Parsing tweet for Hashtags, Usernames and URLs in Java
Hi,
As i am working on Twitter integration in my current project, i needed to display the searched tweets from twitter API, on my view layer. When we query the Twitter API, it returns tweets text in the form of simple string which contains HashTags, Twitter usernames and links to external resources.
While displaying them on the UI layer, i wanted to have the proper links for every element like:-
#. Hashtags should be linked to search of tweets containing similar tags on twitter.
#. Usernames should link to the profile of that user on twitter.
#. External URLs should be connected to the resource it is pointing to.
I searched a lot and found various ways which are really useful if you want to parse the tweet on the server side and thought it worth sharing.
Below is the method which i used to parse tweet and returns the final html which i can use directly on my UI.
[java]
String parse(String tweetText) {
// Search for URLs
if (tweetText && tweetText?.contains(‘http:’)) {
int indexOfHttp = tweetText.indexOf(‘http:’)
int endPoint = (tweetText.indexOf(‘ ‘, indexOfHttp) != -1) ? tweetText.indexOf(‘ ‘, indexOfHttp) : tweetText.length()
String url = tweetText.substring(indexOfHttp, endPoint)
String targetUrlHtml= "<a href=’${url}’ target=’_blank’>${url}</a>"
tweetText = tweetText.replace(url,targetUrlHtml )
}
String patternStr = "(?:\\s|\\A)[##]+([A-Za-z0-9-_]+)"
Pattern pattern = Pattern.compile(patternStr)

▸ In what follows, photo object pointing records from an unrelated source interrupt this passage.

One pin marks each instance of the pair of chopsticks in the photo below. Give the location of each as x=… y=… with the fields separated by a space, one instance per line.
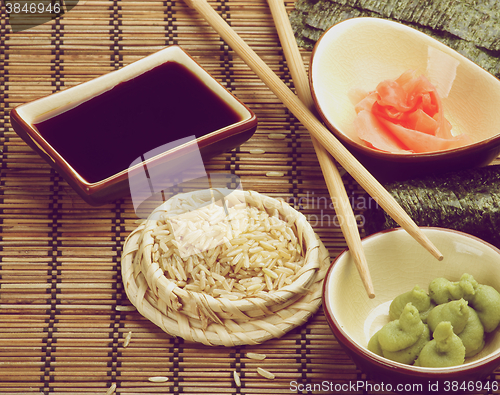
x=323 y=140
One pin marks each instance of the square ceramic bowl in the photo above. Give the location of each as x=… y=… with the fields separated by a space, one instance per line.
x=154 y=112
x=397 y=263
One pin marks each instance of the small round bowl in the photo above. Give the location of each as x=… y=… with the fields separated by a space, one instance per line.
x=397 y=263
x=362 y=52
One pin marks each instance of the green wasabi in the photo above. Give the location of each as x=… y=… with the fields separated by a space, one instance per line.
x=456 y=312
x=409 y=354
x=446 y=349
x=418 y=298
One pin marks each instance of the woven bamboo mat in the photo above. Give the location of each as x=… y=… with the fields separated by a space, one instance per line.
x=64 y=314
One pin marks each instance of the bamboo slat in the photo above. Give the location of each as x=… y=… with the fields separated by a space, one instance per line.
x=64 y=313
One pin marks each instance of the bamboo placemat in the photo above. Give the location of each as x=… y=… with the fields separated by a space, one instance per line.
x=64 y=314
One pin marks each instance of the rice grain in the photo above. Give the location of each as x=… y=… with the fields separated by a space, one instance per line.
x=237 y=379
x=126 y=342
x=265 y=373
x=246 y=243
x=111 y=390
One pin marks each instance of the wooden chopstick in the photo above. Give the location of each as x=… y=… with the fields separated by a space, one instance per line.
x=333 y=179
x=315 y=127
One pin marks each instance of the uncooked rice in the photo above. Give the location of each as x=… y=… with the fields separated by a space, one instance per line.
x=232 y=252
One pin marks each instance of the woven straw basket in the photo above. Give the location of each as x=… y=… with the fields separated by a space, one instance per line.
x=200 y=317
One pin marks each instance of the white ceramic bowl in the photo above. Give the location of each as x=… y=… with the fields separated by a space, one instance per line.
x=362 y=52
x=397 y=263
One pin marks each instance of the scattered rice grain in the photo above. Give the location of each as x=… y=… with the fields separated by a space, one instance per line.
x=265 y=373
x=125 y=308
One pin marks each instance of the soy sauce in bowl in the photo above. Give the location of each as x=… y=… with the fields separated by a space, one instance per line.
x=163 y=104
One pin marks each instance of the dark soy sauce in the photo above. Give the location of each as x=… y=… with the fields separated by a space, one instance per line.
x=104 y=135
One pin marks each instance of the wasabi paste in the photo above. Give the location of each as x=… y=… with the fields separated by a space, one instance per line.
x=441 y=328
x=446 y=349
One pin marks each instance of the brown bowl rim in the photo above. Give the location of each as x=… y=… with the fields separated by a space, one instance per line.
x=385 y=363
x=383 y=155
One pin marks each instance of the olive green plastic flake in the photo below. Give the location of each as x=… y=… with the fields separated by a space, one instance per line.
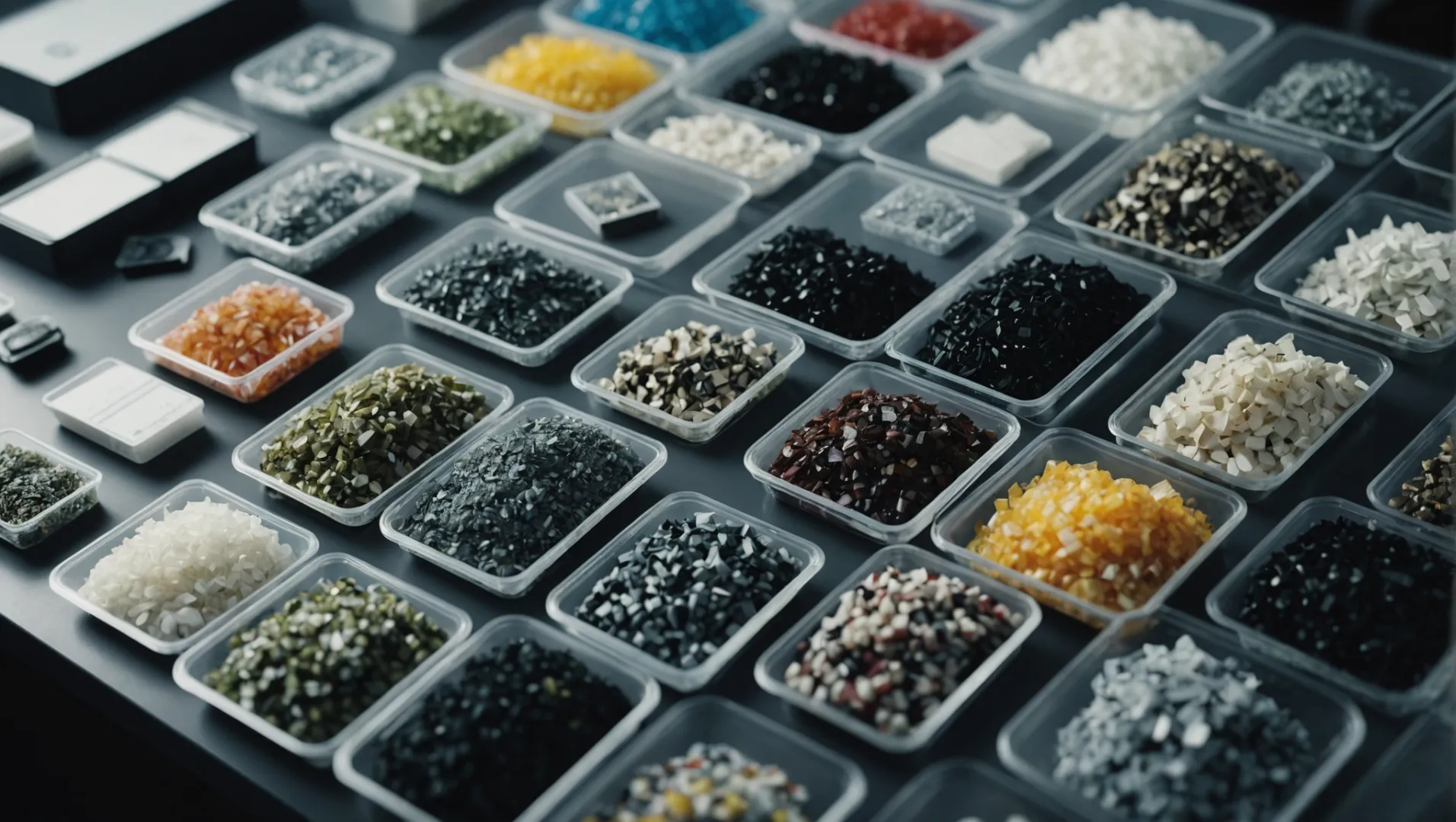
x=325 y=658
x=372 y=432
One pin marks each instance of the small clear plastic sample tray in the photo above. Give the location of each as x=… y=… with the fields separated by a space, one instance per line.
x=1130 y=418
x=468 y=174
x=126 y=409
x=1427 y=82
x=482 y=230
x=836 y=204
x=696 y=204
x=775 y=661
x=63 y=511
x=1226 y=600
x=672 y=313
x=375 y=62
x=959 y=526
x=191 y=670
x=394 y=523
x=271 y=374
x=356 y=761
x=330 y=244
x=73 y=574
x=568 y=597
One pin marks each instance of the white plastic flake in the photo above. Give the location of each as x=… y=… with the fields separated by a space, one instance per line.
x=727 y=143
x=1253 y=409
x=1397 y=277
x=1125 y=57
x=178 y=574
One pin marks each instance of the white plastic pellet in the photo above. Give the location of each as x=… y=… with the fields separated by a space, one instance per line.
x=1125 y=57
x=1253 y=409
x=731 y=145
x=1397 y=277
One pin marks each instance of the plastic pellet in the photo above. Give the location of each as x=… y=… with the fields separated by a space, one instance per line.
x=1357 y=597
x=1254 y=409
x=686 y=588
x=1397 y=277
x=1107 y=540
x=884 y=456
x=576 y=73
x=517 y=493
x=1199 y=197
x=712 y=783
x=899 y=645
x=688 y=27
x=1125 y=57
x=817 y=279
x=822 y=89
x=491 y=738
x=1177 y=735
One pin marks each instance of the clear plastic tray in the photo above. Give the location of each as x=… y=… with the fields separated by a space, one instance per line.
x=37 y=528
x=1074 y=129
x=698 y=204
x=814 y=24
x=1152 y=282
x=1408 y=464
x=271 y=374
x=69 y=576
x=474 y=53
x=769 y=671
x=327 y=98
x=615 y=279
x=1360 y=213
x=959 y=789
x=711 y=78
x=354 y=763
x=567 y=597
x=1225 y=601
x=857 y=378
x=956 y=528
x=1429 y=82
x=1028 y=742
x=1107 y=180
x=332 y=242
x=672 y=313
x=637 y=130
x=1234 y=27
x=648 y=450
x=468 y=174
x=247 y=456
x=836 y=786
x=1369 y=365
x=836 y=204
x=198 y=661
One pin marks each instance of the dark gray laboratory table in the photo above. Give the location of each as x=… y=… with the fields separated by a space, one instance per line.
x=136 y=687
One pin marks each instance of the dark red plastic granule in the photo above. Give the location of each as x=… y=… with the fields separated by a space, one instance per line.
x=884 y=456
x=1357 y=597
x=906 y=27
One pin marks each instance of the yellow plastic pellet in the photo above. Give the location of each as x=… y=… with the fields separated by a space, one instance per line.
x=576 y=73
x=1104 y=540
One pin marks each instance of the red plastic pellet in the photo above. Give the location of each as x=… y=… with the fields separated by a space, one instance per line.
x=906 y=27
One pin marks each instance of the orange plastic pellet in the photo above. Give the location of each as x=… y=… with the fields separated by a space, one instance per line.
x=576 y=73
x=1104 y=540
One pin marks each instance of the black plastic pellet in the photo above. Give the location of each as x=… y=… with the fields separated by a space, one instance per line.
x=1027 y=327
x=1357 y=597
x=822 y=89
x=493 y=738
x=504 y=290
x=817 y=279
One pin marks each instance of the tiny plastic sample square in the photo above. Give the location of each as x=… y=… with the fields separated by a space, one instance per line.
x=155 y=253
x=924 y=215
x=616 y=206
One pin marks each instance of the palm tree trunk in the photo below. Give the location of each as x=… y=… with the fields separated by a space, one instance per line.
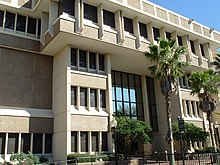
x=169 y=125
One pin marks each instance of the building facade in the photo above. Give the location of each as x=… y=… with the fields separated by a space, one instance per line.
x=67 y=66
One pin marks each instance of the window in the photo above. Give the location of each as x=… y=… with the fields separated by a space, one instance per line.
x=37 y=143
x=25 y=142
x=31 y=26
x=128 y=25
x=92 y=60
x=48 y=143
x=74 y=141
x=1 y=18
x=93 y=98
x=2 y=143
x=192 y=46
x=84 y=141
x=104 y=141
x=102 y=99
x=168 y=35
x=12 y=143
x=21 y=22
x=180 y=41
x=143 y=30
x=82 y=59
x=101 y=62
x=73 y=57
x=83 y=97
x=73 y=95
x=127 y=95
x=202 y=50
x=95 y=146
x=152 y=103
x=10 y=20
x=156 y=34
x=109 y=18
x=90 y=12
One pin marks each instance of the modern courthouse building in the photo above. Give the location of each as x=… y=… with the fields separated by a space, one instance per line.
x=67 y=65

Matcher matcher = pattern.matcher(tweetText)
String result = "";
// Search for Hashtags
while (matcher.find()) {
result = matcher.group();
result = result.replace(" ", "");
String search = result.replace("#", "");
String searchHTML="<a href=’http://search.twitter.com/search?q=" + search + "’>" + result + "</a>"
tweetText = tweetText.replace(result,searchHTML);
}
// Search for Users
patternStr = "(?:\\s|\\A)[@]+([A-Za-z0-9-_]+)";
pattern = Pattern.compile(patternStr);
matcher = pattern.matcher(tweetText);
while (matcher.find()) {
result = matcher.group();
result = result.replace(" ", "");
String rawName = result.replace("@", "");
String userHTML="<a href=’http://twitter.com/${rawName}’>" + result + "</a>"
tweetText = tweetText.replace(result,userHTML);
}
return tweetText;
}
[/java]
The above code will return the tweet text wrapped in HTML elements to make it more UI friendly.
This worked for me.
Hope it helps.
Useful Links:-
https://dev.twitter.com/docs/tco-url-wrapper
http://stackoverflow.com/questions/8451846/actual-twitter-format-for-hashtags-not-your-regex-not-his-code-the-actual
http://www.simonwhatley.co.uk/parsing-twitter-usernames-hashtags-and-urls-with-javascript
I’ve done a different implementation Here my code 🙂
private String elaborateTwitterText(String text) {
String newText = text;
for (String key : new String[]{“#”, “@”, “http://”, “https://”}) {
int findIndex = 0;
int lastIndex = 0;
while (findIndex != -1) {
findIndex = text.indexOf(key, lastIndex);
lastIndex = findIndex;
if (findIndex != -1 && lastIndex < text.length()) {
String tag = null;
try {
tag = text.substring(findIndex, text.indexOf(' ', lastIndex));
} catch (StringIndexOutOfBoundsException e) {
// No ' ' found so substringing till the end of the string
tag = text.substring(findIndex);
}
switch (key) {
case "#":
newText = newText.replace(tag, "” + tag + “”);
break;
case “@”:
newText = newText.replace(tag, “” + tag + “”);
break;
default:
newText = newText.replace(tag, “” + tag + ““);
break;
}
}
lastIndex++;
}
}
log.info(“Elaborated text: “+newText);
return newText;
}
Excellent blog here! Also youur web site loaxs up fast! What web host are
you using? Cann I get your affiliate link to your host?
I wijsh my website loaded up ass quicly as yours lol
Hi, what is the status of this code ? Can I use it in my GNU side project ? Can I use it in my company code ? Thanks
Thanks works great. I only changed the ${rawName} to ” + rawName + ” and also for the url.